Moreover, lumber pilfering is commonplace, adding untold expense dollars onto the cost of projects, but panels, which are either timber frame or cross-laminated timber, eradicate that problem altogether.

Overall Less Waste

The environmental benefits are manifold, from reduced on-site waste, including excess lumber, to efficient energy consumption.

“There’s a lot less on-site waste and woodcutting,” said Mike Singleton, Executive Director of Sustainable Buildings Canada. “Because you prefabricate the wood, they have high tolerances. There’s quite a move towards structural insulated panels, too. They can be very efficient if you do them right because you’re using wood in the form of carbon capture. The wood industry is a big promoter of that, which is more of a second-order dynamic, but the more obvious one is less waste. As you build them in a factory, if you use structural insulated panels, you can make a highly insulated wall, which will bring advantages in terms of heat loss and so on. I find those are the two compelling environmental aspects of them.”

However, scaling prefabricated housing, while not insuperable, is a noteworthy hurdle with nary a solution seriously proposed.
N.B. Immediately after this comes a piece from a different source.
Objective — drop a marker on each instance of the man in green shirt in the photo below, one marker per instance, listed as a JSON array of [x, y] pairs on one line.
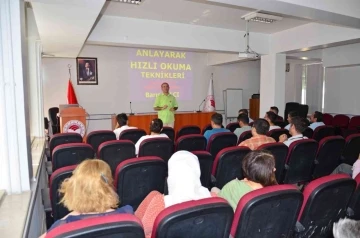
[[166, 104]]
While there aren’t enough factories specializing in prefabricated housing, it isn’t inconceivable that strategically located factories are built -- for example, one serving the western GTA and another for the eastern portion -- and that might be exactly what needs to happen if there’s any hope of building 1.5M new homes in the next decade across Ontario.

“You have cost related to that because you have to build a factory, and there’s risk in that because to build a factory you have to have a certain amount of production, and if you don’t your factory costs will get out of whack,” Lyall said. “If you build a plant like that, you have a break-even point, which is producing so many units per year to justify it, so there’s a lot of calculation.”